What an adventure! This book was a lot of fun, very firmly cemented my desire to never ever go to Amazon jungle and weirdly segues into next book I'm reading so I will log some snippets.
What was true about the region -- serpents as long as trees, rodents the size of pigs -- was sufficiently beyond belief that no embellishment seemed too fanciful. And the most entrancing vision of all was of El Dorado. Raleigh claimed that the kingdom, which the conquistadores heard about from Indians, was so plentiful in gold that its inhabitants ground the metal into powder and blew it "thorow hollow canes upon their naked bodies untill they be al shining from the foote to the head."
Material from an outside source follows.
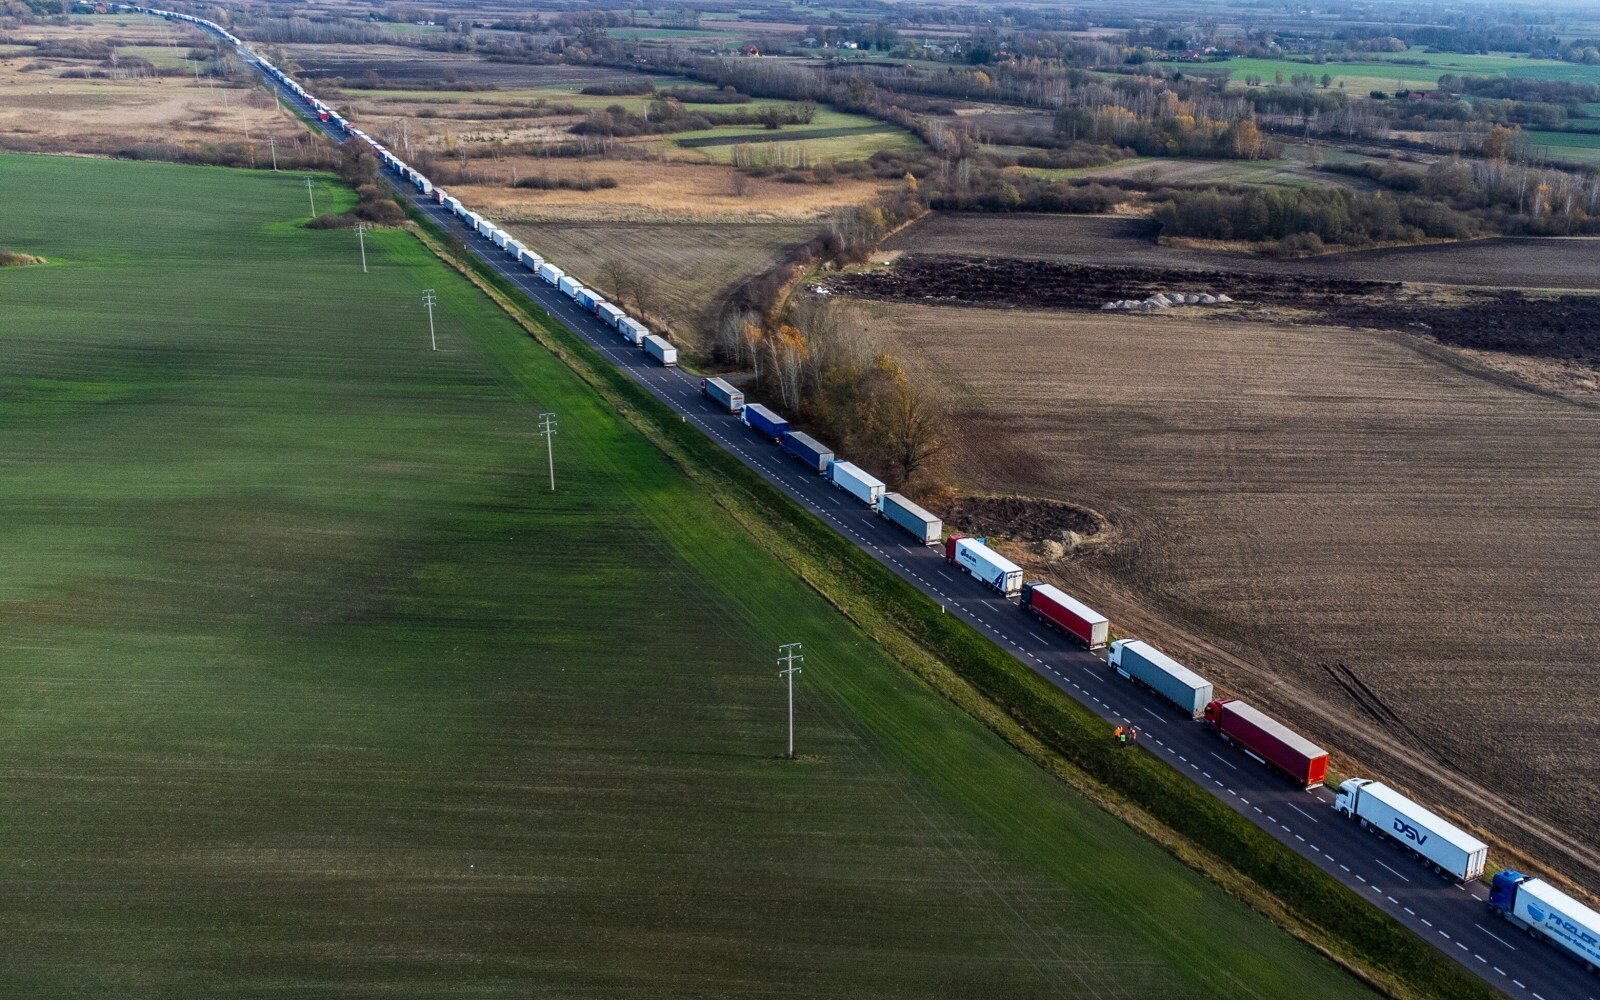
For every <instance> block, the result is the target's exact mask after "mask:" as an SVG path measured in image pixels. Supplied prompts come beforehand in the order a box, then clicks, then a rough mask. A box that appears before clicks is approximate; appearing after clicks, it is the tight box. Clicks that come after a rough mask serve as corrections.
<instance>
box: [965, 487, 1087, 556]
mask: <svg viewBox="0 0 1600 1000" xmlns="http://www.w3.org/2000/svg"><path fill="white" fill-rule="evenodd" d="M941 515H942V517H944V520H946V522H947V523H950V525H954V526H957V528H960V530H962V531H971V533H973V534H984V536H987V538H1003V539H1010V541H1019V542H1029V544H1035V542H1058V544H1062V546H1064V547H1074V546H1078V544H1082V542H1086V541H1091V539H1093V541H1102V539H1104V538H1106V536H1109V534H1110V522H1109V520H1106V517H1102V515H1101V514H1099V512H1096V510H1090V509H1088V507H1080V506H1077V504H1069V502H1066V501H1056V499H1043V498H1037V496H958V498H955V499H952V501H949V502H946V504H942V510H941Z"/></svg>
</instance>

Yet each expedition that tried to find El Dorado ended in disaster. Carvajal, whose party had been searching for the kingdom, wrote in his diary, "We reached a [state of] privation so great that we were eating nothing but leather, belts and soles of shoes, cooked with certain herbs, with the result that so great was our weakness that we could not remain standing." Some four thousand men died during that expedition alone, of starvation and disease and at the hands of Indians defending their territory with arrows dipped in poison. Other El Dorado parties resorted to cannibalism. Many explorers went mad. In 1561, Lope de Aguirre led his men on a murderous rampage, screaming, "Does God think that, because it is raining, I am not going to... destroy the world?" Aguirre even stabbed his own child, whispering, "Commend thyself to God, my daughter, for I am about to kill thee." Before the Spanish crown sent forces to stop him, Aguirre warned in a letter, "I swear to you, King, on my word as a Christian, that if a hundred thousand men came, none would escape. For the reports are false: there is nothing on that river but despair."(11)

"Explorers are not, perhaps, the most promising people with whom to build a society. Indeed, some might say that explorers become explorers precisely because they have a streak of unsociability and a need to remove themselves at regular intervals as far as possible from their fellow men."(60)
There is wonderful documentary on Netflix Instant about this amazing story, "Secrets of the Dead: Lost in the Amazon". It will only whet the appetite but lots of photos of stuff/people described in book and other assorted curiosities, definitely recommended!